Depuis la révolution on a abandonné ce système ; on est revenu aux principes plus justes et plus libéraux du gouvernement français ; on a mis à la charge du trésor toutes les dépenses tendant à favoriser l’accès des ports de mer.

C’est ainsi que, pendant plusieurs années, on a porté au budget des sommes assez considérables pour travaux d’amélioration du port d’Ostende.

C’est ainsi que chaque année vous portez encore au budget 600,000 francs afin de rembourser le péage aux bâtiments qui, pour arriver en Belgique, préfèrent la route de l’Escaut à elle du port d’Ostende.

Vous ne pouvez, sans injustice, sans anomalie, sans avoir deux poids et deux mesures, continuer à percevoir à Ostende un droit de tonnage extraordinaire, qui a une origine illégale et qui de plus est injuste, au moment où, pour l’Escaut, vous vous imposez des sacrifices plus considérables.
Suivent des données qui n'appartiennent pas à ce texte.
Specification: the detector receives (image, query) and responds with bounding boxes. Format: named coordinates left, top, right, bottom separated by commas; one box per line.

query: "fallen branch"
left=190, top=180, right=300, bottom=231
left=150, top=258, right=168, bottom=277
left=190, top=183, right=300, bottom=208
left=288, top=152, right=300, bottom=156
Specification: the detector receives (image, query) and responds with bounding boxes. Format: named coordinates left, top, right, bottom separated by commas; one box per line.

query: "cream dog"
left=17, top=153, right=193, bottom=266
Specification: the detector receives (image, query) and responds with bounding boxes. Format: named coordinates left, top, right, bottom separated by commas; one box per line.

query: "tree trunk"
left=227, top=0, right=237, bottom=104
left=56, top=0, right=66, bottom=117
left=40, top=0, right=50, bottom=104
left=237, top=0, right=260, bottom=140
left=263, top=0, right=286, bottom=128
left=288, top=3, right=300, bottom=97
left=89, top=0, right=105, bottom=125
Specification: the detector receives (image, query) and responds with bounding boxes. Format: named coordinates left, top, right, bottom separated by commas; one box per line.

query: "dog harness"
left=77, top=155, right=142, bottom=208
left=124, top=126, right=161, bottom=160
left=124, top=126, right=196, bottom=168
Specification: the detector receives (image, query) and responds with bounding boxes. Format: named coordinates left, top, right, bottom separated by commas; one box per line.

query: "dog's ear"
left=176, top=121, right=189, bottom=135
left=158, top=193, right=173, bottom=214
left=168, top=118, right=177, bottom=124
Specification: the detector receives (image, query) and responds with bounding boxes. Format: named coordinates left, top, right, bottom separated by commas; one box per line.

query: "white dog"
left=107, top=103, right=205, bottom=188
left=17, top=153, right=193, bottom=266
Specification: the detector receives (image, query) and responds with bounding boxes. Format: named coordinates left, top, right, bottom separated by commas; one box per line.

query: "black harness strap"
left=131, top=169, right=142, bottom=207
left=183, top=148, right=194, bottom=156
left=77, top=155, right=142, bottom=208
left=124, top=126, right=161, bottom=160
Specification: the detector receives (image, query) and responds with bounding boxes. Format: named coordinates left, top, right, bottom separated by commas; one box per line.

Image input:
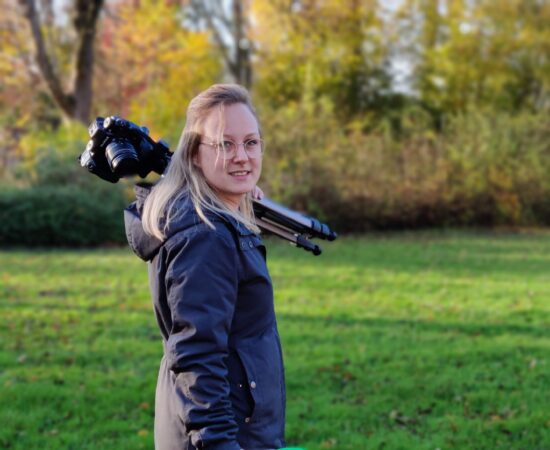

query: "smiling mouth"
left=229, top=170, right=251, bottom=177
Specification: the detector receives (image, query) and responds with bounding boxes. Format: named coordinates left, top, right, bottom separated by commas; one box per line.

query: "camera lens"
left=105, top=139, right=139, bottom=177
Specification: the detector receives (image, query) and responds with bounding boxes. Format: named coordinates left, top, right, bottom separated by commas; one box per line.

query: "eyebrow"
left=223, top=131, right=260, bottom=139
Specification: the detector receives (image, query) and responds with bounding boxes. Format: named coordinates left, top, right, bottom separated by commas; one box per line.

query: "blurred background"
left=0, top=0, right=550, bottom=245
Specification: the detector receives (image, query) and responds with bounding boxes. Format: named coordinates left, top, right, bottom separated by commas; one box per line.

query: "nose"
left=233, top=142, right=250, bottom=162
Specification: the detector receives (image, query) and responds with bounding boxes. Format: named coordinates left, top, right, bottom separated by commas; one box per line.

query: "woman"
left=125, top=85, right=285, bottom=450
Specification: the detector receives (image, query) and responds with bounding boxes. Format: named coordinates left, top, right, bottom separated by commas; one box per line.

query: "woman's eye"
left=222, top=141, right=235, bottom=152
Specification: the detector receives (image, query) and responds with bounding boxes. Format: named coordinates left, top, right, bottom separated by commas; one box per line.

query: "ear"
left=192, top=153, right=201, bottom=168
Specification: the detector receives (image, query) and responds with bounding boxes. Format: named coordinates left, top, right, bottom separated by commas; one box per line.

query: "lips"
left=229, top=170, right=251, bottom=177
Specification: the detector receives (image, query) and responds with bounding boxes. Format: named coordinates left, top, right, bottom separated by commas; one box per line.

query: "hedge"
left=0, top=186, right=126, bottom=247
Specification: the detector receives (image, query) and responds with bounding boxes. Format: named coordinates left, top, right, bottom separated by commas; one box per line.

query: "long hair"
left=142, top=84, right=261, bottom=240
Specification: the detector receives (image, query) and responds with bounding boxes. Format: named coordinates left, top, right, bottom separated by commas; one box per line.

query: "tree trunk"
left=19, top=0, right=103, bottom=125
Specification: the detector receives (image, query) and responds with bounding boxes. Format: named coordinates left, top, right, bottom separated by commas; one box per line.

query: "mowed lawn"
left=0, top=231, right=550, bottom=450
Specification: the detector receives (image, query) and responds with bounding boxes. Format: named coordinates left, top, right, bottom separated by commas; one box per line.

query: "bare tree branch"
left=18, top=0, right=103, bottom=124
left=19, top=0, right=75, bottom=117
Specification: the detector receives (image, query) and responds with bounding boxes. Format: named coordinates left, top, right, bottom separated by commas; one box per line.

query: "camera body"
left=79, top=116, right=172, bottom=183
left=79, top=116, right=337, bottom=255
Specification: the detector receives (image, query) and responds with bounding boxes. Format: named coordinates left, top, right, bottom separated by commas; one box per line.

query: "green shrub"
left=0, top=186, right=125, bottom=246
left=260, top=99, right=550, bottom=231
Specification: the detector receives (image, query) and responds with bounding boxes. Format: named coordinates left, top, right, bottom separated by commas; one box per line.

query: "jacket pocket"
left=227, top=350, right=255, bottom=422
left=233, top=333, right=284, bottom=426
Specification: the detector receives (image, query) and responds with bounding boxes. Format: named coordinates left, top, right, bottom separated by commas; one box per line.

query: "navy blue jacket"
left=125, top=187, right=285, bottom=450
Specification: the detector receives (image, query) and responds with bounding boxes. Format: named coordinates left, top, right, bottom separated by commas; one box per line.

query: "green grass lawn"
left=0, top=232, right=550, bottom=450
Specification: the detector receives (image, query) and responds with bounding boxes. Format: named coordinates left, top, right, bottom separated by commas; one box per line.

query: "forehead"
left=204, top=103, right=259, bottom=137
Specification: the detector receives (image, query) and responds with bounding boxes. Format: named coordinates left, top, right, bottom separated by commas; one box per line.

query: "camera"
left=79, top=116, right=337, bottom=255
left=79, top=116, right=172, bottom=183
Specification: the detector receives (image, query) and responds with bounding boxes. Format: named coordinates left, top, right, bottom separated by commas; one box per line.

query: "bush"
left=260, top=99, right=550, bottom=231
left=0, top=186, right=125, bottom=246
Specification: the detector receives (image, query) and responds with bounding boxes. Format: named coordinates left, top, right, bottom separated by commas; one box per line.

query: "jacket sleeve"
left=165, top=229, right=240, bottom=450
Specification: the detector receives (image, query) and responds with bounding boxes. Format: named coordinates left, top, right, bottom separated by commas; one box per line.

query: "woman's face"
left=194, top=103, right=262, bottom=209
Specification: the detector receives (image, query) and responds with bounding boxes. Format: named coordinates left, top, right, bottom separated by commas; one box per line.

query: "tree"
left=94, top=0, right=222, bottom=140
left=398, top=0, right=550, bottom=115
left=251, top=0, right=391, bottom=119
left=18, top=0, right=103, bottom=124
left=184, top=0, right=254, bottom=88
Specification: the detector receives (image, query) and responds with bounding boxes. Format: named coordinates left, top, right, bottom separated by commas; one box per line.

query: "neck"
left=218, top=194, right=246, bottom=212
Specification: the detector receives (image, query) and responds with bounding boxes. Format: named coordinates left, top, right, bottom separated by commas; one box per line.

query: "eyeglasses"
left=201, top=138, right=264, bottom=160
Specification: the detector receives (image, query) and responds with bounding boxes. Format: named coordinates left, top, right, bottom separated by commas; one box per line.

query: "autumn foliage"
left=0, top=0, right=550, bottom=244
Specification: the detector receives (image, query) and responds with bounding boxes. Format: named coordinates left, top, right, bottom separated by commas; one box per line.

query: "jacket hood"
left=124, top=183, right=254, bottom=261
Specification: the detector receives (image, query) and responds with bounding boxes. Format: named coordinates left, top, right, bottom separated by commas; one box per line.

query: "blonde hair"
left=142, top=84, right=260, bottom=240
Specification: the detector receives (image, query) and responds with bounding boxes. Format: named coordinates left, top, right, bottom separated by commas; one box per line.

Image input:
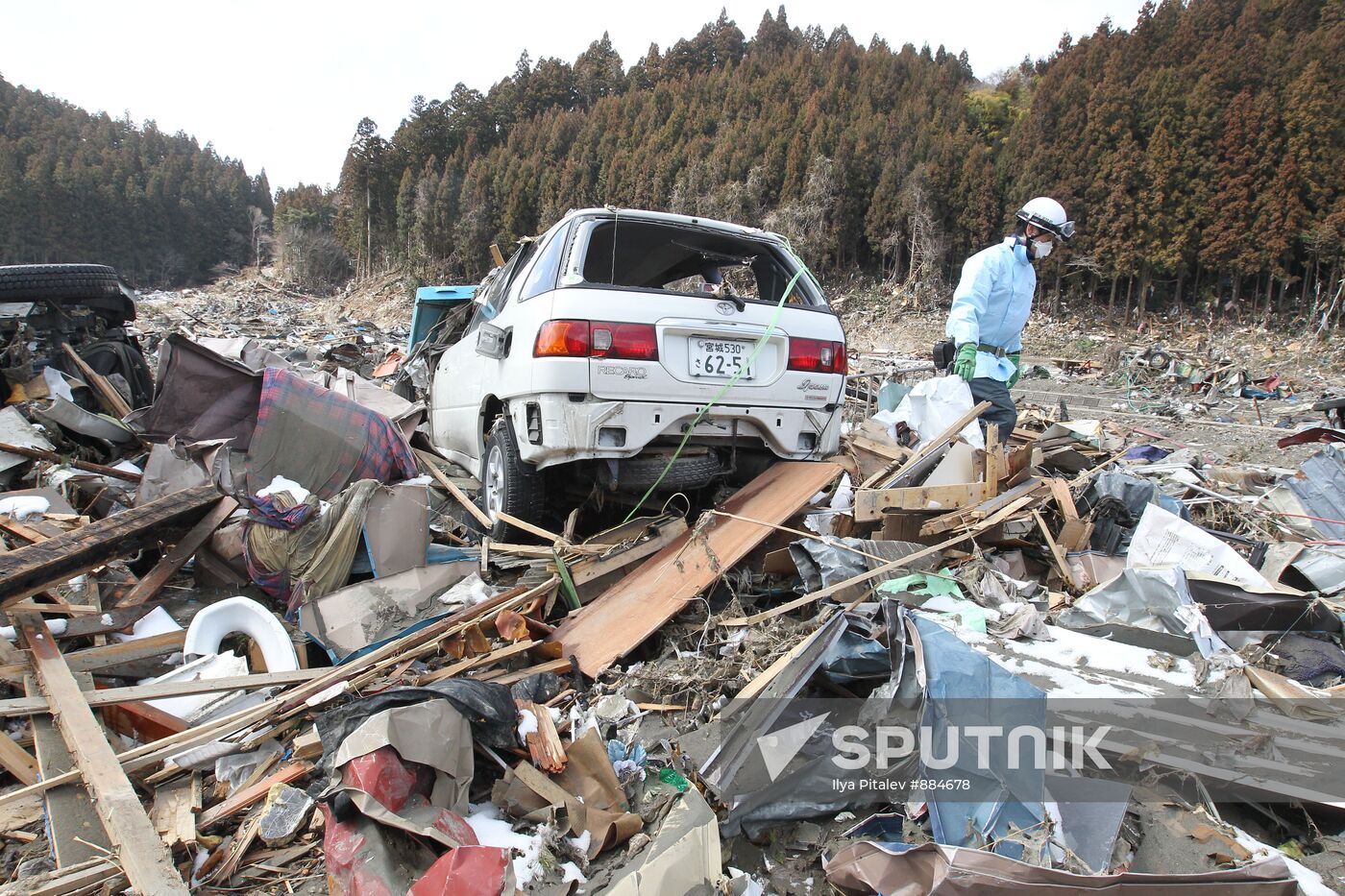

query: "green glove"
left=952, top=342, right=976, bottom=382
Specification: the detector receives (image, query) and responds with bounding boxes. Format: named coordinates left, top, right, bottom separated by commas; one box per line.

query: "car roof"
left=561, top=206, right=780, bottom=242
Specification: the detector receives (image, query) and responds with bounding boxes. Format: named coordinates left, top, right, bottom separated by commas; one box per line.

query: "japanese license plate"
left=687, top=336, right=756, bottom=380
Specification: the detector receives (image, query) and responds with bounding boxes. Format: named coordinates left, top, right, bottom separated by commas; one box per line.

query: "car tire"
left=0, top=265, right=121, bottom=302
left=478, top=417, right=545, bottom=543
left=618, top=452, right=726, bottom=493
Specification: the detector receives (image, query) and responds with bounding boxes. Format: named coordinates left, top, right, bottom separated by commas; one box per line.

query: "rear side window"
left=565, top=218, right=826, bottom=306
left=518, top=224, right=571, bottom=302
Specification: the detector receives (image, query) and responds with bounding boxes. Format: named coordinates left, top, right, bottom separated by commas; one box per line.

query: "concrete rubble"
left=0, top=275, right=1345, bottom=896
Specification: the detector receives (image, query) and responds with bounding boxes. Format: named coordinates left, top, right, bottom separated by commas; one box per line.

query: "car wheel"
left=0, top=265, right=121, bottom=300
left=480, top=417, right=545, bottom=541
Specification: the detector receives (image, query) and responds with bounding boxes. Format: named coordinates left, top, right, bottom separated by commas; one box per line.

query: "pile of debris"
left=0, top=296, right=1345, bottom=896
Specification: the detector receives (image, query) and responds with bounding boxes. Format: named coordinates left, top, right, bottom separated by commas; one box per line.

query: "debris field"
left=0, top=275, right=1345, bottom=896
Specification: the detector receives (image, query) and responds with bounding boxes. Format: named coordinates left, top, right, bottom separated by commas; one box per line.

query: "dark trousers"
left=971, top=376, right=1018, bottom=443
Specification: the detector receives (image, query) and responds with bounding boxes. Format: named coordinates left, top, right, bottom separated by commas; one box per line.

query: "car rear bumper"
left=508, top=393, right=841, bottom=469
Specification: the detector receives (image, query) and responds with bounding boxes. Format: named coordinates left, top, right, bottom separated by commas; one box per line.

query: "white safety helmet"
left=1016, top=197, right=1075, bottom=241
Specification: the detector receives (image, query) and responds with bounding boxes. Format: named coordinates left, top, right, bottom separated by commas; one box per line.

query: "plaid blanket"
left=248, top=367, right=420, bottom=500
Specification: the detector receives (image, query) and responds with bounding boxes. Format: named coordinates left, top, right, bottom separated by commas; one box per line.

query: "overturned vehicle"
left=0, top=264, right=154, bottom=409
left=404, top=208, right=846, bottom=538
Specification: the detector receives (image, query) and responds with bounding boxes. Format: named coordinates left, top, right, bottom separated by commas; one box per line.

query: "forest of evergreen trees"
left=311, top=0, right=1345, bottom=327
left=0, top=78, right=272, bottom=285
La cessation de l’impôt dont il s’agit ne sera d’ailleurs pour l’Etat qu’un sacrifice de 64,000 francs, si cela peut s’appeler un sacrifice, tandis que, je le répète, pour un autre port, vous portez 600,000 francs, à votre budget et cela d’année en année.

J’espère que la chambre ne balancera pas à voter la suppression d’impôt dont il s’agit.

M. Desmet – Certainement, messieurs, quand on veut augmenter ses dépenses il faut augmenter ses recettes. Mais que faisons-nous en supprimant les droits extraordinaires de tonnage qui se perçoivent à Ostende ? Nous cherchons à augmenter les arrivages dans ce port.

Vous savez, messieurs, combien ce port a souffert sou le gouvernement hollandais, qui a fait tout ce qu’il a pu pour le détruire. Pourquoi ce gouvernement a-t-il établi le droit extraordinaire de tonnage ? C’est pour ruiner le port d’Ostende. Pourquoi n’a-t-il pas fait usage de la grande écluse de chasse établie par le gouvernement français ? C’est pour que le port ne fût pas assez profond et empêcher ainsi les arrivages. Ce que vous allez donc faire est un acte de justice.

M. Donny vous l’a très bien dit : vous faites des dépenses pour rembourser les péages établis sur l’Escaut et vous ne faites que ce qui est juste. Mais il ne faut pas se borner à faire quelque chose pour les ports de l’intérieur ; il faut aussi faire quelque chose pour les ports établis sur la mer.

Ce n’est donc pas un sacrifice que vous allez voter ; mais vous faites quelque chose pour que le port d’Ostende ne soit pas entièrement détruit. Vous savez dans quel état il se trouve ; il n’y arrive plus que quelques bateaux à vapeur et des barques de pêcheur.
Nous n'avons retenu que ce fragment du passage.